Oops, I forgot to supply that link[1].  And by the way all that
technical mumbo jumbo about FreeBSD was just me writing up why I
didn't pull the trigger and add explicit huge_pages support for it.
The short version is: you shouldn't try to use that flag at all on
FreeBSD yet, as it's a separate research project to add that feature.
I care about PostgreSQL/FreeBSD personally and may consider that again
as I learn more about virtual memory topics, but actually its
transparent super pages seem to do a pretty decent job already and
people don't seem to want to turn them off.

For an actionable plan that should be portable everywhere, how about
this: use shm_open(<tempname>, O_CREAT | O_EXCL, S_IRUSR | S_IWUSR)
followed by shm_unlink(<tempname>) to make this work on every Unix
(FreeBSD could use its slightly better SHM_ANON as the name and skip
the unlink), and redirect to memfd inside #ifdef __linux__.  One thing
to consider is that shm_open() descriptors are implicitly set to
FD_CLOEXEC per POSIX, so I think you need to clear that flag with
fcntl() in EXEC_BACKEND builds, and then also set it again in children
so that they don't pass the descriptor to subprograms they run with
system() etc.  memfd_create() needs the same consideration, except its
default is the other way: I think you need to supply the MFD_CLOEXEC
flag explicitly, unless it's an EXEC_BACKEND build, and use the same
fnctl() to clear it in children if it is.  To restate that the other
way around, in non-EXEC_BACKEND builds shm_open() already does the
right thing and memfd_create() needs MFD_CLOEXEC, with no extra steps
after that.

The only systems I'm aware of that *don't* have shm_open() are (1)

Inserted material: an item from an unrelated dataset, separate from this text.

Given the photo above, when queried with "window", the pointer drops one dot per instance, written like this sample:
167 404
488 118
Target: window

Android, but it's Linux so I assume it has memfd_create() (just for
fun: you can run PostgreSQL on a phone with termux[2], and you can see
that their package supplies a fake shm_open() that redirects to plain
open(); I guess didn't realise they could have supplied an ENOSYS
dummy and just set dynamic_shared_memory_type=mmap instead, and we'd
have done that for them!), and (2) the capability-based research OS
projects like Capsicum (and probably the others like it) that rip out
all the global namespace Unix APIs for approximately the same reason
as Android (PostgreSQL can't run under those yet, but just for fun: I
had PostgreSQL mostly working under Capsicum once, and noticed that
the problems to be solved had significant overlap with the
multithreading project: the global namespace stuff like signals/PIDs
and onymous IPC go away, and the only other major thing is absolute
paths, many of which are easily made relative to a pgdata fd and
handled with openat() in fd.c, but I digress...).